I thought to myself, “how damaging to the cause of religion and spirituality.” If I could get a show back in 1940 in Germany, I could make a lot of money saying Hitler was sent by God to do God’s work. Even the atheists know the difference between love, peace, and compassion … and deception, antagonism and divisiveness. Yet, the televangelist had a large following, waiting for him to tell them what to believe.
Many years ago, I visited a church in the small community of Sunnyside. At one point in the service, everyone stood up, the door flew open, and a small entourage of ministers marched in. You might call it a short holy train; one minister with a lighted candle leading the way, followed by another minister with a big Bible on a gold-plated tray, followed by the senior pastor who was going to preach that day, followed by another minister who ended up singing a solo and getting the congregation pumped up.
This was their rendition of bringing in the holy “Word”. This was supposedly such a serious and sanctimonious moment, that one woman held up her hands and almost passed out.

There was a doctrinal problem with the entire charade. You didn’t have to be a Bible scholar fresh out of seminary to know that the “Word” is in you, that is, if you are a believer. And if they were bringing in the “written” Word, then my question was: what’s wrong with my Bible? Half the congregation had Bibles. Was the Bible they brought in on the gold-plated tray better than our Bibles? Had it been delivered by an Angel?

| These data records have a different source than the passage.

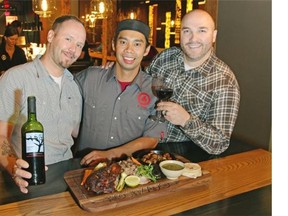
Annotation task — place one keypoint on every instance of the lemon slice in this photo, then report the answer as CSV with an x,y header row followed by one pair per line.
x,y
132,181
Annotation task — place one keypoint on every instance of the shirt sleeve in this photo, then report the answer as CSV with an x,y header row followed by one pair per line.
x,y
213,134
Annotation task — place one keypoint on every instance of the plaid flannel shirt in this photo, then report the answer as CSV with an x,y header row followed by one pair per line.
x,y
210,93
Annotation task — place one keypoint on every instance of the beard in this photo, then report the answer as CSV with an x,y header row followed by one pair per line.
x,y
196,54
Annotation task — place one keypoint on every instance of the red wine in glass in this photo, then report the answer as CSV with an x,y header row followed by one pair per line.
x,y
163,93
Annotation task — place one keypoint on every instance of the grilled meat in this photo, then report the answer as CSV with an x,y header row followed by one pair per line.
x,y
104,180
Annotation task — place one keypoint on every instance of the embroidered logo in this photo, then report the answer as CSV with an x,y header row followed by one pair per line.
x,y
3,57
144,99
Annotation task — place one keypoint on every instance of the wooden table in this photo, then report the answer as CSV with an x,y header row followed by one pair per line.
x,y
231,176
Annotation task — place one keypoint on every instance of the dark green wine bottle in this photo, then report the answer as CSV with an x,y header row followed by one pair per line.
x,y
33,145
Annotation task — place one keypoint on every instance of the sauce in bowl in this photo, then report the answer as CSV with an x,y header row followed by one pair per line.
x,y
172,166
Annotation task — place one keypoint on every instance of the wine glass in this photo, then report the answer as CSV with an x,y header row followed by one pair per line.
x,y
163,91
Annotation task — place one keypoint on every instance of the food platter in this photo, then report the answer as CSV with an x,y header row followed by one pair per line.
x,y
92,202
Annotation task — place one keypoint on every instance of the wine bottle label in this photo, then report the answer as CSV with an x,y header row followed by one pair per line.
x,y
34,142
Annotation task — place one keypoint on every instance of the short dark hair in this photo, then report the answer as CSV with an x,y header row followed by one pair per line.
x,y
59,20
16,23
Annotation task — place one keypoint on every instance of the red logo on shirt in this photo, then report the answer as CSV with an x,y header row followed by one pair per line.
x,y
144,99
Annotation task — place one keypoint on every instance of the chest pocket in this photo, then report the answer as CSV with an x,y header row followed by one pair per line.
x,y
196,101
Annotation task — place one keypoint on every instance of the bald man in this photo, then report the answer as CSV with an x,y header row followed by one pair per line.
x,y
206,96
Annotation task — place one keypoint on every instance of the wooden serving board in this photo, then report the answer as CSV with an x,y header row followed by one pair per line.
x,y
92,202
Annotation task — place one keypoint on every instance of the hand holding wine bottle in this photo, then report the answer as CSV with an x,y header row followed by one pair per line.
x,y
33,145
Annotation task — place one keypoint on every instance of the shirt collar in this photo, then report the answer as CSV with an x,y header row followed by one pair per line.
x,y
43,73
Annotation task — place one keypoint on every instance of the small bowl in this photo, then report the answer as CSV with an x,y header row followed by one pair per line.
x,y
172,169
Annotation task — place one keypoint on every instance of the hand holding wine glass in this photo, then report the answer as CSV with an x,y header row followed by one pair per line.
x,y
163,91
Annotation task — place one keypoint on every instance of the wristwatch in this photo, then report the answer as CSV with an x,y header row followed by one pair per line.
x,y
188,122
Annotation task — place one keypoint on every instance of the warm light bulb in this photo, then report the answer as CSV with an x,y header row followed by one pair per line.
x,y
101,7
44,5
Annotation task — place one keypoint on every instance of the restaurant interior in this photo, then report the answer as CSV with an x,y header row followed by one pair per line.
x,y
235,20
243,42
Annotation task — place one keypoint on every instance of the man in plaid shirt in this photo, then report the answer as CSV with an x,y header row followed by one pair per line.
x,y
206,97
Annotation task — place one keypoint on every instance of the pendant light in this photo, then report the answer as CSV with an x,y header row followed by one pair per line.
x,y
44,8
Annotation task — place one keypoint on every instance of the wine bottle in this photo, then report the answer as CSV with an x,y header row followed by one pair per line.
x,y
33,145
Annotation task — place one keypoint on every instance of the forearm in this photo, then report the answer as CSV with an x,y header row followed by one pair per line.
x,y
133,146
211,139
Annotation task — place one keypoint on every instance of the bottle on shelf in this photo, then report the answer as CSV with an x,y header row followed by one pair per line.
x,y
33,145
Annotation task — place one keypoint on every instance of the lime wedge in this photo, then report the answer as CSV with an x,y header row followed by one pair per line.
x,y
132,181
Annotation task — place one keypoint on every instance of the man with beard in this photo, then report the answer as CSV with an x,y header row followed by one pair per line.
x,y
205,102
58,101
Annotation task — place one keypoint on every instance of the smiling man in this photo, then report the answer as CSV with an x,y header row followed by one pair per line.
x,y
206,96
119,100
58,101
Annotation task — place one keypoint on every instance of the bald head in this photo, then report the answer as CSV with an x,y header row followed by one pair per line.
x,y
197,37
199,16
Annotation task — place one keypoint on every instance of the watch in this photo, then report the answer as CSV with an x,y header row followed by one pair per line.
x,y
188,122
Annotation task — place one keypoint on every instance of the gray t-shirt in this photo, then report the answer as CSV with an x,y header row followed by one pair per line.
x,y
59,110
112,117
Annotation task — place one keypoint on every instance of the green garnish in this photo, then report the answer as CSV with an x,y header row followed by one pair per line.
x,y
147,171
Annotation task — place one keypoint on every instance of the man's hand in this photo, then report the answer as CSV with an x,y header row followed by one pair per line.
x,y
174,113
94,156
19,174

There are people throughout Europe called Flagellants who cut themselves with sharp knives to please God. Back in ancient times, during the reign of the Babylonian religions, priests used to throw young children into the fire to please their god. The parents have to watch. If they tried to intervene, they would be killed.

Since were talking about Christmas, then we need to take this a final step. Not all Christians are naïve. Most historians and scholars and hard-core researchers unanimously agree that Jesus Christ was probably not born on December 25. Studying certain factors, including the change in the Jewish calendar, it is widely believed that Jesus was born sometime in the Spring. December 25 was originally tied to the worship of a pagan god that the Catholic Church decided to honor the traditional date. So when you hear some Christians say this is the day Savior was born, they are technically misinformed.

What is my point?

If you are an atheist, you have many reasons to get distracted. Instead of helping the poor and trying to do good, many (not all) big churches and big preachers are raising big money to build bigger sanctuary to take in bigger collections. People who claim to be Christians are living any kind of way. Some “Practices” adapted by the so-called holy people are not even in the Bible. In other words, it’s much easier to believe there is no God in the first place. The Bernie Madoff’s of the world are the ones that make it to the top.
So on this Christmas day, if you are an atheist feeling frustrated and put upon by Santa Claus and jingle bells and the three-month stretched out trickery by merchants to make you spend money you don’t have, I have an unthinkable suggestion. I want you to forget about Christmas altogether.
Instead, I want you to think about the simple formula t=0.
We’ll have to incorporate a bit of quantum mechanics and particle physics, but don’t worry. I’ll walk you through the whole thing and it won’t take long.

Most everyone is familiar with the Big Bang theory. Scientists have highly advanced supercomputers and complex formulas and models that have calculated the movement of the universe, which continues to expand since the Big Bang occurred 13.8 billion years ago. The formula for the Big Bang is t=1. The t stands for time. The 1 stands for the second after the Big Bang event occurred.

What I’m asking you to do this day is look at t=0. This represents all the time or eternities that existed before the Big Bang. With all of the fancy computers and formulas and Einstein wannabes, no one can see back that far. They have no idea what happened to get the neutrons and electrons and protons and dark matter and gases and microwaves up to the starting block. Some people say it happened randomly. Others say there had to be a Creator.

God said He did it and left the Bible as proof. But most atheists don’t believe in the Bible … too many writers, too many translations, too many inconsistencies. And so it comes down to a 50/50 guess. Either there is a God and He created heaven and earth, or there is no God and everything happened randomly.

Even in Las Vegas, a 50/50 bet is huge. But what if you’re betting on eternity? This is the bet you have to make. Either we die and the maggots eat our flesh and that’s the end of that. Or the dusty old book called the Bible is telling the truth and there is an eternity waiting for us, not based on our good works, but rather, our decision to believe or not believe.

Let me put it this way: would it be better to go into the ground as a fool believing in a dusty old Book, or as a genius who got the bet WRONG?
Forget about Christmas and ho-ho-ho; forget about man’s abuse of religion and so-called sacred things; forget about the hypocrisy of the church and the evil that took your child or your brother’s legs. Think of the horrible, unfathomable consequences of being wrong about a 50/50 bet.

One day, a great trumpet will sound, and the dead in Christ will rise to meet their Creator, the one that was there when t=0. I would not want to be a genius on that day, a proud connoisseur of probability and logic. The cost is just too high. On this Christmas day, I beg you to cut through the clutter, shed the false armor of reason and declare yourself a fool for Jesus Christ. Let the maggots know that they do not have the victory. You have made your foolish decision. And, one day, you shall rise again.